NCCETC, part of the College of Engineering at North Carolina State University, recently released its Q2 2019 edition of The 50 States of Grid Modernization, a quarterly series that provides insights on state regulatory and legislative discussions and actions on grid modernization, utility business model and rate reforms, energy storage, microgrids, and demand response.
According to the report, a total of 433 grid modernization actions were taken during Q2 2019, representing a 43% increase over Q2 2018 (302 actions) and a 139% increase over Q2 2017 (181 actions). New York, California and Massachusetts took the greatest number of actions during the quarter, followed by Minnesota, New Jersey, North Carolina and New Hampshire. The states that took no actions during the quarter were Alaska, Wyoming, North Dakota, Oklahoma, Kentucky and West Virginia.
The report discusses three trends in grid modernization actions taken in Q2 2019: (1) states developing criteria for evaluating non-wires alternatives, (2) policymakers and regulators considering renewable portfolio standards, and (3) states analyzing the costs and benefits of battery storage.
“Grid modernization activity continues to increase across the country, with states giving particular attention to grid planning processes,” says Autumn Proudlove, lead author of the report and senior manager of policy research at NCCETC. “States are revising integrated resource planning rules, developing distribution system planning requirements and exploring criteria for evaluating non-wires alternatives.”

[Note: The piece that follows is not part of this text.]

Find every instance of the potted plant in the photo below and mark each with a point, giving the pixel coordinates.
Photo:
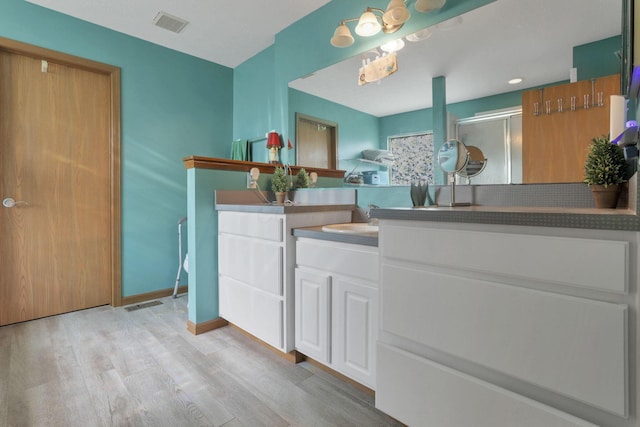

The report notes the top five policy developments of the quarter when it came to grid modernization:
- Minnesota lawmakers enacted an expansive energy storage bill;
- The Ohio Supreme Court struck down First Energy’s grid modernization rider;
- Working groups filed their final recommendations in D.C.’s grid modernization proceeding;
- Nevada legislators passeda bill authorizing utility business model reforms; and
- The Puerto Rico Electric Power Authority proposed minigrids and energy storage deployment in its final integrated resource plan.
“Grid modernization is being increasingly incorporated into state renewable and clean energy requirements,” notes David Sarkisian, senior policy analyst at NCCETC. “As states and utilities deepen their decarbonization goals, policies are moving beyond simply promoting renewable generation to supporting a broader group of technologies and practices that can help transform the electricity system.”